The project has obtained LEED Gold certification by the USGBC. This is Marin County’s only LEED Gold facility, and the County’s second largest facility. It is the only LEED Gold medical facility listed by USGBC in Northern California. RHAA played an integral role in obtaining the LEED Gold certification by including the following key elements: 
 

  • Tough, low-maintenance, low water-use planting was used site-wide. RHAA collaborated with County staff to choose appropriate plant species and varieties. The project was designed to meet the stringent requirements of Marin Municipal Water District and uses predominantly drip irrigation.
  • Storm water in the main courtyard drains to the planters which reduces run-off velocity and encourages infiltration.
  • Two oval garden areas in the courtyard employ permeable paving.
  • Sustainability is a key aspect of this project in everything from solar bollards to recycled materials to low water-use plants. The design treats these sustainable aspects in visible ways, to encourage education.

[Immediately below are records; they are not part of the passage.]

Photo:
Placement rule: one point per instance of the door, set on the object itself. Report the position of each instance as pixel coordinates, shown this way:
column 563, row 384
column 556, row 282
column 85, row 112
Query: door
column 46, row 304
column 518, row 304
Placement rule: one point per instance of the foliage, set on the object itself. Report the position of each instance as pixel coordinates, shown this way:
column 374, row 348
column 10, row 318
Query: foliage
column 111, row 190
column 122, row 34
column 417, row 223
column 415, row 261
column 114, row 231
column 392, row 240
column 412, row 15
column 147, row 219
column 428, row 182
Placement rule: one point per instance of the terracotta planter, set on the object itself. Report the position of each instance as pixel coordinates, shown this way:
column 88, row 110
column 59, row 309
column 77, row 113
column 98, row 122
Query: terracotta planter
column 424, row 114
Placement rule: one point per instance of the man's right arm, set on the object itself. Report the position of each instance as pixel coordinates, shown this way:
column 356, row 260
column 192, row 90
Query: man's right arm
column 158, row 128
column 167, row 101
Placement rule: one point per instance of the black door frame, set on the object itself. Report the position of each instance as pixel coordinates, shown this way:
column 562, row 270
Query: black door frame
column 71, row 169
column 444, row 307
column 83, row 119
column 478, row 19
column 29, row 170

The transformation of the Marin Health and Wellness Campus is an exuberant example of a key sustainable design principle—reuse—embraced at a comprehensive site level. Together with RMW Architecture, RHAA was tasked with creating spatially-appropriate, programmatic cohesion and clarity in oddly-proportioned and challenging spaces. The result of our work is a welcoming and comfortable campus, which is both contemporary and built to endure. The new environment acknowledges and relates to its unique neighborhood, with the flexibility to evolve over time.